Yogurt Chicken Kebabs Recipe
If you’ve never tried yogurt chicken kebabs, you don’t know what you’re missing out on. Be sure to try this recipe, you will be grateful to me.
This is part 2 of a 4-part recipe series with my friends from Yoplait on 4 easy, creative ways to incorporate more yogurt into our diets! For these recipes I’ll be using YQ Plain yogurt – it is ultra filtered milk and packed with protein. A 5 oz serving has 17g protein and 1g sugar.
If you struggle with overcooking your chicken, try using a yogurt-based marinade. Yogurt helps break down the protein in chicken so it is moist and tender and flavorful with every bite. Toss in some spice and/or herbs and you have juicy chicken that is properly seasoned.
The first step is to chop chicken breasts. The next step is making a marinade. Add plain yogurt in a bowl with garlic, cumin, turmeric, smoked paprika, cayenne for some heat, lemon zest, freshly squeezed lemon juice, olive oil, and a pinch of sea salt and pepper. Mix everything together.
Add chicken breast pieces to a sealable plastic bag with marinade. Mix everything together, so that every piece of chicken is completely covered with marinade. Marinade the chicken for 2 hours in the fridge. For the best results, refrigerate overnight.

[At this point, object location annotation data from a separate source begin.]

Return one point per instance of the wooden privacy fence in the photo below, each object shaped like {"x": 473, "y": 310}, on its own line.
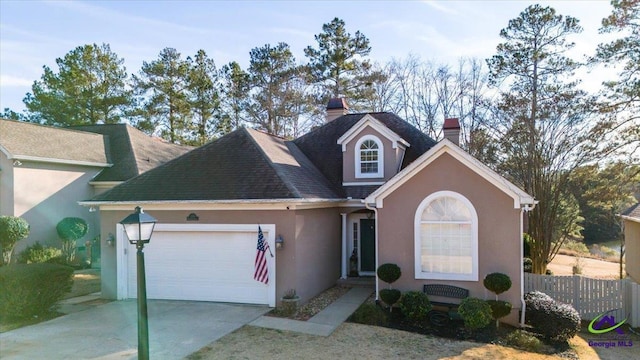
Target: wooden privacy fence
{"x": 590, "y": 297}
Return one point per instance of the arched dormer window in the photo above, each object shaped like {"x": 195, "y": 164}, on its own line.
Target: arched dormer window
{"x": 369, "y": 157}
{"x": 446, "y": 238}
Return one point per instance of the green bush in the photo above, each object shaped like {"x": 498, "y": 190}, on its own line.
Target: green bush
{"x": 497, "y": 283}
{"x": 390, "y": 296}
{"x": 524, "y": 340}
{"x": 32, "y": 289}
{"x": 37, "y": 253}
{"x": 369, "y": 314}
{"x": 415, "y": 306}
{"x": 12, "y": 230}
{"x": 475, "y": 312}
{"x": 576, "y": 246}
{"x": 70, "y": 230}
{"x": 389, "y": 272}
{"x": 551, "y": 319}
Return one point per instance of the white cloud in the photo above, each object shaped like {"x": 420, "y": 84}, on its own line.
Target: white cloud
{"x": 14, "y": 81}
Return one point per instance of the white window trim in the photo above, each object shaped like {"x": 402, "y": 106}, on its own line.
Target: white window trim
{"x": 419, "y": 274}
{"x": 380, "y": 173}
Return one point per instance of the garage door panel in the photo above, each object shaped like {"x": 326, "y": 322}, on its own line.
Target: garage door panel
{"x": 201, "y": 265}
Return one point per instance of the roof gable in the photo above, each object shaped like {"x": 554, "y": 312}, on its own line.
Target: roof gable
{"x": 321, "y": 146}
{"x": 370, "y": 121}
{"x": 520, "y": 198}
{"x": 131, "y": 151}
{"x": 34, "y": 142}
{"x": 243, "y": 165}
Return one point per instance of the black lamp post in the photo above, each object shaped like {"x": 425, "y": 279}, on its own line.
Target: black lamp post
{"x": 139, "y": 227}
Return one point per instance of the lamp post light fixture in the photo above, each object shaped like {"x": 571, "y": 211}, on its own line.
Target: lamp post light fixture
{"x": 139, "y": 227}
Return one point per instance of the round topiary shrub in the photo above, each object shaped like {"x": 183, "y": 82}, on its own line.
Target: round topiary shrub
{"x": 389, "y": 273}
{"x": 415, "y": 306}
{"x": 390, "y": 296}
{"x": 497, "y": 283}
{"x": 475, "y": 312}
{"x": 551, "y": 319}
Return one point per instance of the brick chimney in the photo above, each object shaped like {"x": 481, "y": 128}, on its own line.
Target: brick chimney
{"x": 451, "y": 130}
{"x": 336, "y": 108}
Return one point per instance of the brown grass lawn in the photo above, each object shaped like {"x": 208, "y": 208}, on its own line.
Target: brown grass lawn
{"x": 85, "y": 282}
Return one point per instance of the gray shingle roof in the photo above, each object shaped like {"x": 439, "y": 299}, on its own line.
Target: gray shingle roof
{"x": 242, "y": 165}
{"x": 33, "y": 141}
{"x": 321, "y": 147}
{"x": 250, "y": 165}
{"x": 131, "y": 151}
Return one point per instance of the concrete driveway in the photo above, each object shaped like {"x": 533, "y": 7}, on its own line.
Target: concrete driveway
{"x": 109, "y": 331}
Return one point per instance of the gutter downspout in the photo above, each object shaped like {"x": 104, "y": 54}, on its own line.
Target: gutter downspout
{"x": 375, "y": 212}
{"x": 525, "y": 208}
{"x": 522, "y": 303}
{"x": 343, "y": 272}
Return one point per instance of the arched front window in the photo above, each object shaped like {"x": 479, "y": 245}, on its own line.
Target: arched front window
{"x": 446, "y": 238}
{"x": 369, "y": 157}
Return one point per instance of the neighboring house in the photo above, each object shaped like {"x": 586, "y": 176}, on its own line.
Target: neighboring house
{"x": 368, "y": 184}
{"x": 45, "y": 171}
{"x": 631, "y": 218}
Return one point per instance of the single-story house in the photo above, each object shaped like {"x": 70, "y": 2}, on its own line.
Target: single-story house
{"x": 359, "y": 191}
{"x": 45, "y": 171}
{"x": 631, "y": 218}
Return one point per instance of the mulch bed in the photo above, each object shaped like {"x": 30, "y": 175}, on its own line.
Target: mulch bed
{"x": 455, "y": 330}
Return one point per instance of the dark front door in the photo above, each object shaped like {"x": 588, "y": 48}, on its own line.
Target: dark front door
{"x": 368, "y": 245}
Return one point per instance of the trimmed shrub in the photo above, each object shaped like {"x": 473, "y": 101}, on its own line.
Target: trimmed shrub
{"x": 551, "y": 319}
{"x": 415, "y": 306}
{"x": 524, "y": 340}
{"x": 369, "y": 314}
{"x": 475, "y": 312}
{"x": 69, "y": 230}
{"x": 499, "y": 308}
{"x": 32, "y": 289}
{"x": 12, "y": 230}
{"x": 389, "y": 272}
{"x": 497, "y": 283}
{"x": 390, "y": 296}
{"x": 36, "y": 253}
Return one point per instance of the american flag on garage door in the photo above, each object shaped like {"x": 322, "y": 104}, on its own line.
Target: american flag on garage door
{"x": 261, "y": 269}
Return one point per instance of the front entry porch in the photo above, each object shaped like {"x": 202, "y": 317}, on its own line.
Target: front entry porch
{"x": 358, "y": 244}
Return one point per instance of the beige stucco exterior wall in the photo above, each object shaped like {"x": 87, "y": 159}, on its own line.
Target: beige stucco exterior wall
{"x": 318, "y": 249}
{"x": 499, "y": 238}
{"x": 632, "y": 249}
{"x": 391, "y": 158}
{"x": 6, "y": 185}
{"x": 309, "y": 261}
{"x": 45, "y": 193}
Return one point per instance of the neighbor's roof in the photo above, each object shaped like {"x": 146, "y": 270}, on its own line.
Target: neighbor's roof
{"x": 632, "y": 213}
{"x": 321, "y": 147}
{"x": 28, "y": 141}
{"x": 131, "y": 151}
{"x": 245, "y": 164}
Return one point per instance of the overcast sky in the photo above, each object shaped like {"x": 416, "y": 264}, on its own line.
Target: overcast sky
{"x": 35, "y": 33}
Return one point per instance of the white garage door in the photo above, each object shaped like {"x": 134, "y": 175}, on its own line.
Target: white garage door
{"x": 202, "y": 262}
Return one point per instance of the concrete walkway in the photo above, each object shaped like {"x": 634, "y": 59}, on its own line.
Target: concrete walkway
{"x": 323, "y": 323}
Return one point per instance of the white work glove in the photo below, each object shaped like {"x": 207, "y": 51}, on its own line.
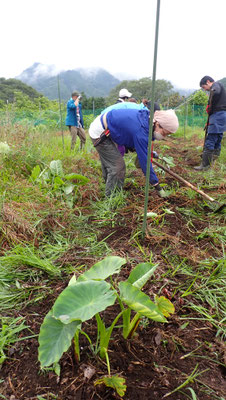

When the chicken is ready, grab a wooden skewer and assemble the kebabs. Place them on a baking rack lined with parchment paper. Bake for about 20 minutes at 420 F.
Yogurt marinated chicken is a really easy recipe. Great thing about it is that you can customize the marinade using your favorite seasonings and spices.
Serve on a plate and garnish with fresh cilantro or chives. Enjoy it with your choice of side such as fragrant jasmine, basmati rice or baked potato. Add steamed or grilled veggies to complete the meal.
Whenever you marinate it in yogurt, it turns out much more moist, tender and delicious.
Yogurt Chicken Kebabs Recipe
Ingredients for 4 hearty kabobs:
- 1 1/4 lb chicken breast, cut into 1-inch chunks
- Marinade
- 3/4 cup plain yogurt (I used YQ plain)
- 2 teaspoons lemon zest
- juice from 1 lemon
- 1 teaspoon smoked paprika
- 1/2 teaspoon cayenne
- 1/2 teaspoon turmeric (optional)
- 2 tablespoons olive oil
- 1 tablespoon minced garlic
- Utensils
- wooden skewers
- 1 teaspoon cumin
- Mix together the ingredients for a marinade in a bowl. Place the chicken breast in a sealable plastic bag then pour in the marinade. Squeeze out all the air from the bag and seal it closed. Mix and mash the bag to completely cover every piece of chicken.
- Marinate in the fridge for at least 1 hour but for best results, marinate overnight.
- After marinating, assemble the kabobs. Set oven to 420F. Evenly divide the kabob pieces into 5 separate wooden skewers. Discard the leftover marinade from the chicken.
- Place the kabobs on a baking rack or baking sheet lined with parchment paper. Bake in the oven for 15 to 18 minutes, until the outside edges are brown and the chicken is cooked through.
- Garnish with fresh cilantro or chives and enjoy with your choice of side for meal prep. I suggest a fragrant jasmine or basmati rice and steamed veggies.